With the largest rural land area among contiguous United States, Texas provides great opportunities for a high volume of land transactions. In recent years, Texas rural land values have increased substantially (see Figure 15). Texas also witnesses the most recent major boom-and -bust cycles of the 1970s and 1980s. Texas rural land prices1 grew over 285% (from $209/acre to $804/acre) in the most recent cycle from 1971 to 1985 based on the price data provided by Texas Real Estate Research Center. The land market expansion is associated with an increase in transactions and prices received. The increase of land price caused expansion of related business operations and thus put the operators in risky positions. When the business sector failed to cover all the debts, it began to contract with a downturn in prices. Afterwards, the agricultural economy experienced one of its greatest recessions in 1980s. As the farm sector faces challenges such as declining crop prices in 1980s, the ability to generate sufficient income to service the debt becomes strained. In such situations, farmers struggled to meet their financial obligations, leading to financial stress and potential economic downturns (Hardin 2017).

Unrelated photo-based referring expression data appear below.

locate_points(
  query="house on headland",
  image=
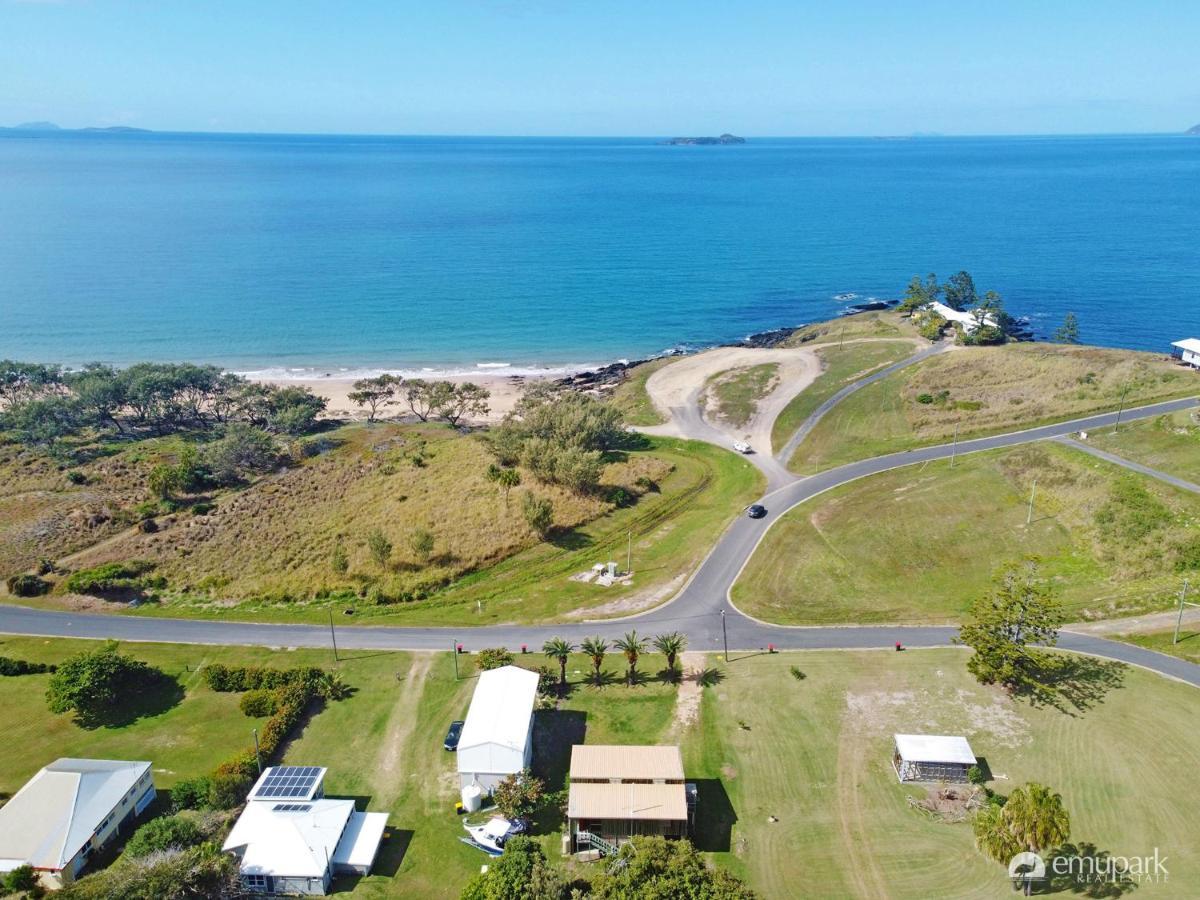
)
(67, 811)
(497, 735)
(618, 792)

Once again, from 2000 to 2020, Texas rural land prices grew 341% (from $694/acre to $3064/acre) with an average increase of 7.75%. Similarly, USDA’ report has seen the largest increase rate in cropland prices after 2000s in The Midwestern states (Illinois, Indiana, Iowa, Michigan, Minnesota, Missouri, Ohio, and Wisconsin). Therefore, concerns of volatilities in land price put finding the determinants of land value once again at the forefront of research.

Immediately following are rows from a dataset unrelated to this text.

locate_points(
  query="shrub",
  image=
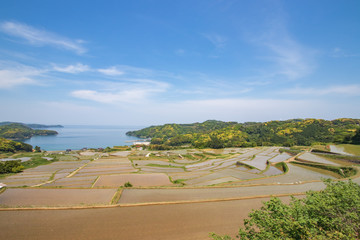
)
(333, 213)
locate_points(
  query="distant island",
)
(218, 134)
(21, 131)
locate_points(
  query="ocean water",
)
(76, 137)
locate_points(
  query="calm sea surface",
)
(77, 137)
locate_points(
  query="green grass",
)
(342, 171)
(352, 159)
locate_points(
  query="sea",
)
(76, 137)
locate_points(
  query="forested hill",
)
(20, 131)
(219, 134)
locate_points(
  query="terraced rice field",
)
(183, 175)
(214, 190)
(55, 197)
(144, 180)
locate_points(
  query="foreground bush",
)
(333, 213)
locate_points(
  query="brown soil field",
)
(162, 222)
(162, 169)
(55, 197)
(173, 195)
(154, 179)
(296, 173)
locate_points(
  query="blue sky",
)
(153, 61)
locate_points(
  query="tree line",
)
(218, 134)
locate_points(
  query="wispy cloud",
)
(134, 91)
(17, 74)
(77, 68)
(40, 37)
(292, 60)
(111, 71)
(343, 90)
(217, 40)
(341, 53)
(286, 57)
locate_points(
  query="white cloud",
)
(352, 90)
(293, 60)
(132, 91)
(17, 74)
(216, 39)
(41, 37)
(111, 71)
(237, 109)
(77, 68)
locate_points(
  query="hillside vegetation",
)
(12, 146)
(217, 134)
(20, 131)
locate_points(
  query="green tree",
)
(37, 149)
(333, 213)
(356, 138)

A varied landscape that supports diverse land uses for Texas land markets creates competition among competing users. Land use patterns in Texas are numerous as much as they are complicated in terms of interactions and pricing of each type of land (for example: cropland production, livestock, residential and recreational activities, timber production). As a result, rural land values are determined by factors that differ from the conventional belief that farm income drives values. Identifying alternative determinants of Texas rural land markets enables practitioners to make better informed decisions. For instance, the excess value of rural land over the value of use in agricultural production provides a measure of non-agricultural return. Understanding the driving factors of rural land value may enhance efforts to preserve natural open space through agricultural conservation easements. However, due to inadequate data, such studies are rarely available in Texas rural land markets. This study sheds light on a comprehensive spatial panel hedonic model to discover determinants of rural land prices in the state of Texas.

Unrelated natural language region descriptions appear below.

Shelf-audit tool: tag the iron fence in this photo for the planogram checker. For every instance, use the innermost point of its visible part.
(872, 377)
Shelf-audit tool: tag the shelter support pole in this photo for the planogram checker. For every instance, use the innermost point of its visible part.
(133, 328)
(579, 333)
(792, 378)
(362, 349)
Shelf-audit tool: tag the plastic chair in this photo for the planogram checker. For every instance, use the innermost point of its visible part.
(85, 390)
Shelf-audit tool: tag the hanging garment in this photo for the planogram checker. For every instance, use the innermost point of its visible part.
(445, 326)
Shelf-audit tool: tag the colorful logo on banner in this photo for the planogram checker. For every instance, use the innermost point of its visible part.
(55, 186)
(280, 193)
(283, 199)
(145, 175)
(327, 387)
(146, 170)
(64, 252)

The value of rural land has been dependent upon diverse uses such as recreation, investment, second homes other than farm production factors or physical attributes (Nickerson and Zhang 2014). These demands lead to complex market situations since the value of land may be a function of various factors including economic conditions and futures usage. Previous classic land valuation models have failed to capture the relevant underlying attributes of rural land markets and data limitations in Texas rural land markets have constricted the development of related studies. Moreover, the record increase rate of rural land prices in recent years has raised concerns about the overall stability of the land market as well as agricultural economy. Because the situation now is if the market begins to contract, will another bust come. Big drop in land prices can result in financial stress for farmers who own land as a significant asset. If land values drop, farmers may experience a decrease in their net worth, potentially impacting their ability to access credit or secure loans. Furthermore, reduced farm income can lead to decreased spending on inputs, machinery, and labor, potentially impacting the overall profitability of agricultural operations. Lower land prices can also impact land market activities. Farmers and landowners may be less inclined to sell their land at lower prices, preferring to hold onto their properties and wait for future recovery. This can result in reduced transaction volumes and limited liquidity in the land market. The expansion of operations or investment in land improvements may be delayed as well since farmers perceive a decline in land values. This could result in a reduced incentive for agricultural innovation, or conservation practices, impacting long-term productivity and sustainability in the agricultural sector. These challenges may require supportive measures from land participants as well as policymakers. Therefore, the determinants of rural land prices are important references for these measures.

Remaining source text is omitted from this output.